Arksine / moonraker

Web API Server for Klipper
https://moonraker.readthedocs.io
GNU General Public License v3.0
1.02k stars 392 forks source link

Loading gcode files causes fluidd to lose connection to moonraker #795

Closed samwiseg0 closed 5 months ago

samwiseg0 commented 5 months ago

What happened

On the latest version it appears there is some timeout that is triggered that causes fluidd to lose communication to moonraker.

This happens when trying to load the list of gcode files. When opening a folder where the gocde files are, the preview image may load on a few gcode files and then the interface hangs and becomes unresponsive.

To test, I rolled back to commit, https://github.com/Arksine/moonraker/commit/6d8cb762ffca1bd151d98e0cec5b66b966965014, using the command git reset --hard 6d8cb762ffca1bd151d98e0cec5b66b966965014 and everything works as expected.

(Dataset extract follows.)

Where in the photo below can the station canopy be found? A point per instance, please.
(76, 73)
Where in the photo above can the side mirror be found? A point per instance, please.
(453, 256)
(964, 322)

This is happening all 3 of my printers. All of them are on the latest commits.

Client

Fluidd

Browser

Chrome, Safari, Other or N/A

How to reproduce

Run the latest version. I am using authz but I am unsure if that is related to this issue. Navigate to jobs and open a folder containing gcode files and the interface will become unresponsive.

Additional information

moonraker-5.log

Seeing this repeatedly in the logs.

2024-01-21 12:08:31,111 [proc_stats.py:_watchdog_callback()] - EVENT LOOP BLOCKED: 20.31 seconds, total blocked count: 21

Edit: I did a bit more testing. Looks like this maybe Authz specific. Adding my machine as a trusted client and connecting directly to the pi without a reverse proxy. It appears to be working just fine. So this maybe related to the regression fix that was implemented in https://github.com/Arksine/moonraker/commit/a23187b4afa632da8a90cb9eae83f0f6a5eec903.

I believe I found the commit that causes this issue after walking back a few commits at a time. https://github.com/Arksine/moonraker/commit/b3b60757aa0d06eac4c3395ac04a8a8b66e76f60

Arksine commented 5 months ago

Thanks. I'm working on tracking this down but thus far have been unable to reproduce. Can you add the following line to ~/printer_data/systemd/moonraker.env?

MOONRAKER_VERBOSE_LOGGING="y"

Then restart Moonraker, repro the issue, and upload the log. This will create large logs, but will hopefully help me track down where the blocking issue is occurring (and how its related to authorization, it really shouldn't be).

Arksine commented 5 months ago

Update:

Even though I can't reproduce I think I have found the source of the problem. There is a potential blocking call to socket.getfqdn in the authorization module that was generally bypassed previously. Its a call that is very rarely reached and normally it returns immediately. I'll work on a fix. You can hold off on the verbose logging right now, as I am reasonably confident that this is the problem.

samwiseg0 commented 5 months ago

Update:

Even though I can't reproduce I think I have found the source of the problem. There is a potential blocking call to socket.getfqdn in the authorization module that was generally bypassed previously. Its a call that is very rarely reached and normally it returns immediately. I'll work on a fix. You can hold off on the verbose logging right now, as I am reasonably confident that this is the problem.

This makes sense. I discovered late last night that my first DNS server was unresponsive so all queries were timing out on the first server and then heading to the second DNS server.

Arksine commented 5 months ago

This should be resolved in d1f97f2658a4e003da95c131c87ce4c59e86de8f. In addition to running getfqdn() in a thread to prevent blocking, it will now only be called if a domian name is configured in trusted_clients.

samwiseg0 commented 5 months ago

Awesome! I will simulate the DNS failure and test before and after this commit and report back.

Thanks again for looking into this so quickly!

samwiseg0 commented 5 months ago

As best as I could test. I am mostly confident this resolved the issue.

When doing my testing I was not able to have fluidd lose connection entirely but it would freeze for a few seconds loading gcode file images. After your change there was no delay. With or without the DNS server being down.

Arksine commented 5 months ago

Great, thanks. The new changes should avoid DNS lookups entirely given your configuration, which is what we want. It is likely that DNS resolution was the cause of the delay prior, even when the server was up.